Pourquoi cacher le fleurdelisé dans la pièce 887?

Robert Lepage dans 887

Ces jours-ci, les Québécois ont l'occasion de visionner sur les grandes chaînes les films d'archive et les reportages sur la visite historique du général de Gaulle, voilà 50 ans. Le contraste est frappant entre ces images qui démontrent la ferveur populaire à l'égard de De Gaulle et l'avènement d'un Québec français par rapport au traitement qu'en fait le dramaturge Robert Lepage dans sa pièce 887.

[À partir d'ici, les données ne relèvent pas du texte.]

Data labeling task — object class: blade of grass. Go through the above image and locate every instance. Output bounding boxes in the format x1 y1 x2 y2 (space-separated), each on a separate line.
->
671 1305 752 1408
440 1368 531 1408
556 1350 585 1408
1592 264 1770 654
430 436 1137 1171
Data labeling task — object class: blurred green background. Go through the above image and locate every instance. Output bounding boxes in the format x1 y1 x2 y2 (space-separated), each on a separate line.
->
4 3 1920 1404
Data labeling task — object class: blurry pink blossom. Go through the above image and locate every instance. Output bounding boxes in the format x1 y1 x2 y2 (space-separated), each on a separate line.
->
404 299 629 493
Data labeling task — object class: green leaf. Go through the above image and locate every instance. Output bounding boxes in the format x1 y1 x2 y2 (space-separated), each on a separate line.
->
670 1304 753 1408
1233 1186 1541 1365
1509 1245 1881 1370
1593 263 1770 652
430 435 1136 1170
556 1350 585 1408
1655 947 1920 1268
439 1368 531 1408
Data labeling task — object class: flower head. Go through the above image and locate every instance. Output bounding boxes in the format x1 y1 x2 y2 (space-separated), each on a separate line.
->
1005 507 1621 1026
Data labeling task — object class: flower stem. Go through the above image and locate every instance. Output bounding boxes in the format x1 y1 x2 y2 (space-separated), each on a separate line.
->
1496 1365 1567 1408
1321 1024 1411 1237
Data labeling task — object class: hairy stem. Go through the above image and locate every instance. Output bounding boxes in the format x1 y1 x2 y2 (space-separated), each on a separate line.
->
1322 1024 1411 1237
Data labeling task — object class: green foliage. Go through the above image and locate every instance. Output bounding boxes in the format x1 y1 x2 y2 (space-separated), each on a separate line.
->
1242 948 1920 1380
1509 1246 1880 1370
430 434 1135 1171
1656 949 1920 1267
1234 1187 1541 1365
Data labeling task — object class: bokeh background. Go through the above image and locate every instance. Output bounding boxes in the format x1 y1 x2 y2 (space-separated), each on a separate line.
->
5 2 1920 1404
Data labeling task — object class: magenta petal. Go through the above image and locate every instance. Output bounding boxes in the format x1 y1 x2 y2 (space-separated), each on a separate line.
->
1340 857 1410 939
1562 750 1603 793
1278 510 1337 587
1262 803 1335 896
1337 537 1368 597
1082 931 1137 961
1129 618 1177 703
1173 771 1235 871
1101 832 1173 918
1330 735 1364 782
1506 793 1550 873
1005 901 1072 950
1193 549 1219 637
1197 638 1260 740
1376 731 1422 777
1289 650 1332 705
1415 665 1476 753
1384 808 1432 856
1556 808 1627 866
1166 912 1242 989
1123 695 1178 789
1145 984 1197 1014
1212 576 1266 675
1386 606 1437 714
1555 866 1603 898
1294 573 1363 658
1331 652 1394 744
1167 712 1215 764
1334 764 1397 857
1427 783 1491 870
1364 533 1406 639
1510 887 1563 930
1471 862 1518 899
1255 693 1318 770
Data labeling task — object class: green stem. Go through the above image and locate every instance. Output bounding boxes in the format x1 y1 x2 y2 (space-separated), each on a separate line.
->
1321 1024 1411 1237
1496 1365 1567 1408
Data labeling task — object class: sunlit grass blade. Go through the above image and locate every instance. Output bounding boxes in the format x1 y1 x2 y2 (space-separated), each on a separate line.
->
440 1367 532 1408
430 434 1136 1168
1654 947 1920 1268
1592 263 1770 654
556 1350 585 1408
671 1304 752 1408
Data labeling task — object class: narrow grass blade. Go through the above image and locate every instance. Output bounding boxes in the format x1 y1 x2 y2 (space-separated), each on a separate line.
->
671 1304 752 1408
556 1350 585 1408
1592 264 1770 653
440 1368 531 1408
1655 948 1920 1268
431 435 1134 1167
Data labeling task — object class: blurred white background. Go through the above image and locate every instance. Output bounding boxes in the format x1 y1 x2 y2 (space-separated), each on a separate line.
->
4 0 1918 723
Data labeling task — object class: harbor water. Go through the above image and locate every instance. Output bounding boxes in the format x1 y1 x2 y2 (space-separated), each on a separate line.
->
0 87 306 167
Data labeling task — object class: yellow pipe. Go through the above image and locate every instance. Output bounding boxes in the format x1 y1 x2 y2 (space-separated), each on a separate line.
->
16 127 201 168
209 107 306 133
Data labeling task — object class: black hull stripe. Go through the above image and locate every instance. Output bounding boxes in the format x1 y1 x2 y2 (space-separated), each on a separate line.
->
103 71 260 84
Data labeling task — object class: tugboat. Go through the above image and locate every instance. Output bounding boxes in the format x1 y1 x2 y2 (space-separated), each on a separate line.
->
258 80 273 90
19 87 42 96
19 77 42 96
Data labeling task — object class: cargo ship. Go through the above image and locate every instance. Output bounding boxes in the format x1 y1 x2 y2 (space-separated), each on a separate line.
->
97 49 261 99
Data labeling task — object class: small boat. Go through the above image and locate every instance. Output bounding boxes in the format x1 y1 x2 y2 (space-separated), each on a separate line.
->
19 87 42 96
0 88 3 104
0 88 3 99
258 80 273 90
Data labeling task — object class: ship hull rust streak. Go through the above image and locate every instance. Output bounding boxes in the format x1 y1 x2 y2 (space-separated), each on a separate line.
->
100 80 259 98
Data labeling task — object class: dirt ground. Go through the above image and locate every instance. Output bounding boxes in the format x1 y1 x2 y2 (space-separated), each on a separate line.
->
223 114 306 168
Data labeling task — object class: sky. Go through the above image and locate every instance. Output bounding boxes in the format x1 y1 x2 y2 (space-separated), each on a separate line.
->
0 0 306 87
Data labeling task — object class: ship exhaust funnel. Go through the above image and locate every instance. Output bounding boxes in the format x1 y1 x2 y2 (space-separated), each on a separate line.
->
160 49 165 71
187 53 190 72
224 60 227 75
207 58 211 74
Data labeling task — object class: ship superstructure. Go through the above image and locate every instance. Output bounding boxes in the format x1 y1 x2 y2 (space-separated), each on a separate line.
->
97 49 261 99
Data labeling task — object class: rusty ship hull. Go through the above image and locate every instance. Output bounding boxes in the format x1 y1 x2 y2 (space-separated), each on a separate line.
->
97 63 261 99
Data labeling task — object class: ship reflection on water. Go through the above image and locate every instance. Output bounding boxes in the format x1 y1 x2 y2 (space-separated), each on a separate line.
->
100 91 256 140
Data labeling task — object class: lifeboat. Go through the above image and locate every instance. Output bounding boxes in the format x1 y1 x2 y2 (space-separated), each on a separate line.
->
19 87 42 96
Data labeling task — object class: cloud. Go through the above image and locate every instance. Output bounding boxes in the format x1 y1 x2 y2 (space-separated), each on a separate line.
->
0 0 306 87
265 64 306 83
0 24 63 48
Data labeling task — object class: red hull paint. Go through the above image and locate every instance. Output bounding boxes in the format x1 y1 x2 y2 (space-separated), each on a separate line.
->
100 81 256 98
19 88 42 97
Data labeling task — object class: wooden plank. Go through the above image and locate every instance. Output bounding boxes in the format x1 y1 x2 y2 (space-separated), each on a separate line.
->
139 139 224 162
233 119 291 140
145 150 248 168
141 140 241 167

Je déplore et dénonce le fait que monsieur Lepage travestit la réalité, au détriment du fleurdelisé et De Gaulle. En effet, à aucun moment le drapeau québécois n'apparaît dans cette pièce qui porte pourtant sur l'histoire du Québec des années 60, lesquelles étaient largement dominées par l'effervescence nationaliste. L'Union Jack anglais et l'unifolié canadien sont utilisés et montrés très respectueusement. Quant au drapeau tricolore français, il est très visible essentiellement... pour s'en moquer lors de la visite du général en 1967. Jamais de bleu du fleurdelisé. Ses oeuvres antérieures démontrent que Robert Lepage est passé maître dans l'utilisation des symboles. Pourquoi cache-t-il le fleurdelisé ?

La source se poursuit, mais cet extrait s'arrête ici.